Tegas, Belgia Sita Pengiriman Senjata ke Israel Diduga Berasal dari Perusahaan Kedirgantaraan Amerika di Inggris
Pengiriman tersebut meninggalkan Inggris pada 23 Maret dan disita di bandara Liege di Belgia pada 24 Maret.
Belgia tegas melarang pesawat mengangkut peralatan militer menuju Israel singgah di negaranya. Wilayah udaranya harus steril dari misi tersebut.
Teranyar, Belgia menyita dua pengiriman komponen militer dari Inggris yang ditujukan untuk Israel. Bulan lalu, situs berita Inggris Declassified, LSM Belgia Vredesactie, situs berita Irlandia The Ditch, dan Gerakan Pemuda Palestina memperingatkan pihak berwenang di Brussel tentang pengiriman yang melakukan perjalanan dari Inggris ke Israel melalui bandara Liege.
Pengiriman tersebut meninggalkan Inggris pada 23 Maret dan disita di bandara Liege di Belgia pada 24 Maret. Peristiwa berawal dari seorang insinyur khusus yang melakukan penggeledahan hingga akhirnya menemukan sistem pengendalian tembakan dan suku cadang untuk pesawat militer, yang tidak dideklarasikan dengan benar.
Pihak berwenang Belgia dilaporkan telah membuka penyelidikan kriminal atas kasus ini tetapi menolak untuk menyebutkan nama perusahaan yang terlibat dalam pengaduan tersebut.
Sayangnya, pemerintah daerah Walloon di Belgia selatan menyebutkan salah satu perusahaan tersebut sebagai Moog, sebuah perusahaan kedirgantaraan Amerika dengan pabrik di Inggris. Menurut Declassified, kode pos yang terkait dengan pabrik perusahaan di Wolverhampton mengirimkan barang ke Israel melalui Belgia pada Desember lalu. Moog memproduksi aktuator untuk pesawat M-346 yang digunakan untuk melatih pilot Israel.
Lisensi Ekspor Individu Terbuka
Sumber yang terlibat dalam proses pelacakan mengatakan mereka menemukan bahwa komponen tersebut diekspor dari Inggris di bawah Lisensi Ekspor Individu Terbuka, dan bahwa komponen tersebut diklasifikasikan sebagai komponen pesawat dan komponen terkait, bukan sebagai komponen militer.
Mereka juga menemukan bahwa setidaknya 17 pengiriman dari Moog telah dipindahkan dari Inggris ke Bandara Liege, menuju Israel. Sumber tersebut menambahkan bahwa permintaan akses informasi mengungkapkan bahwa Kantor Luar Negeri Inggris tidak memiliki informasi apa pun tentang korespondensi antara Inggris dan Belgia mengenai komponen militer yang dikirim ke Israel melalui Belgia.
Inggris Klaim Tangguhkan Lisensi Ekspor Senjata
Pada September 2024, pemerintah Inggris menangguhkan 30 dari 350 lisensi ekspor senjata ke Israel dengan alasan bahwa ada risiko jelas bahwa senjata tersebut dapat digunakan untuk melanggar hukum humaniter internasional di Gaza.

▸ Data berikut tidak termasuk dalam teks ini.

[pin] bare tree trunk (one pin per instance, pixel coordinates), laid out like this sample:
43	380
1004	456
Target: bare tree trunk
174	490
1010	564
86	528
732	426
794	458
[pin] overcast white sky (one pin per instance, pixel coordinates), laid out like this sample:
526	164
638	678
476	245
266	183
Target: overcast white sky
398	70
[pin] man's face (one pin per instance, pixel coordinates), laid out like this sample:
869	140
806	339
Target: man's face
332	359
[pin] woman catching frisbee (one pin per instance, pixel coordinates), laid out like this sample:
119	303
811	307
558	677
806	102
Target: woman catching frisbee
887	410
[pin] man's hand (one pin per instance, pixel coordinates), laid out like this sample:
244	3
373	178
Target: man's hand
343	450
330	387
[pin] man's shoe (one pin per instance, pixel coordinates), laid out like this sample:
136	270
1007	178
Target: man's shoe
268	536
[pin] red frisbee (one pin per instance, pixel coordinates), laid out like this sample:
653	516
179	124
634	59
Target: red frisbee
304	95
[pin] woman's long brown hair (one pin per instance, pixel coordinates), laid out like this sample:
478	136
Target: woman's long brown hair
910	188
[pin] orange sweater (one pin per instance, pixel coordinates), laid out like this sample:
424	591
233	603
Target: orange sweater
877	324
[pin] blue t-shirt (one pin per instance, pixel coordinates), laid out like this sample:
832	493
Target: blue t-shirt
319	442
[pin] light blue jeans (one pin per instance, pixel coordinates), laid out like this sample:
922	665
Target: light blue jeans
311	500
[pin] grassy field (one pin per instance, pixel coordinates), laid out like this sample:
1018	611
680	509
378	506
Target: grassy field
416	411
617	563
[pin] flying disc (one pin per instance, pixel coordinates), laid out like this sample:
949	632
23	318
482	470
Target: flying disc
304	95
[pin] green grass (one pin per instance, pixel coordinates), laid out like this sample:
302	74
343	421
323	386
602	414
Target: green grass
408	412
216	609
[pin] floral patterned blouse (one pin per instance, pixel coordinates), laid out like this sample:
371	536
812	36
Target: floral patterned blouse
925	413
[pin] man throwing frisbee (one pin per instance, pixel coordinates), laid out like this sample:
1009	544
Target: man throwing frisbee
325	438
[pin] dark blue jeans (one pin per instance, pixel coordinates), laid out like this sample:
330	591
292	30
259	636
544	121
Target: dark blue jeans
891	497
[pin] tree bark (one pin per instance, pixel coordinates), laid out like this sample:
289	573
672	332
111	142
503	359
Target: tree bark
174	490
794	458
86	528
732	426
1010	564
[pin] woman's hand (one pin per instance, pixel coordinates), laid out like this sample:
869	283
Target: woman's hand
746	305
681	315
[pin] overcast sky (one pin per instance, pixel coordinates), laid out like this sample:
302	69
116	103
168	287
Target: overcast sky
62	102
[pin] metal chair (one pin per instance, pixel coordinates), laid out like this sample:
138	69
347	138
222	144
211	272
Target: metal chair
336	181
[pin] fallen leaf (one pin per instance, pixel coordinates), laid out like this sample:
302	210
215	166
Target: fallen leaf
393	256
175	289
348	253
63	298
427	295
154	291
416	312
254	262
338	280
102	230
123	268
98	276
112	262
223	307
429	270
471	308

"Kami telah menangguhkan semua lisensi untuk peralatan bagi Israel yang mungkin digunakan dalam operasi militer di Gaza, kecuali untuk langkah-langkah khusus yang berkaitan dengan program F-35 global," kata Departemen Bisnis dan Perdagangan Inggris dalam pernyataannya dikutip middleeasteye.net, Kamis (16/4).
Kata Juru Bicara Pemerintah Belgia
"Ekspor peralatan yang dikendalikan tunduk pada persyaratan perizinan yang ketat. Akan menjadi pelanggaran pidana jika eksportir tidak memiliki izin yang diperlukan sebelum mengekspor barang-barang tersebut."
"Menurut pandangan kami, barang-barang tersebut memang memerlukan izin transit. Kami telah menghubungi pengacara kami," kata Juru Bicara Pemerintah Wallonia.
"Kami ingin mengambil semua langkah yang diperlukan untuk memastikan bahwa hukum ditegakkan".
Juru bicara pemerintah Belgia lainnya mengatakan kepada Declassified: "Tidak ada permintaan izin transit yang diajukan; jika ada, pasti akan ditolak." MEE telah menghubungi Moog untuk meminta komentar.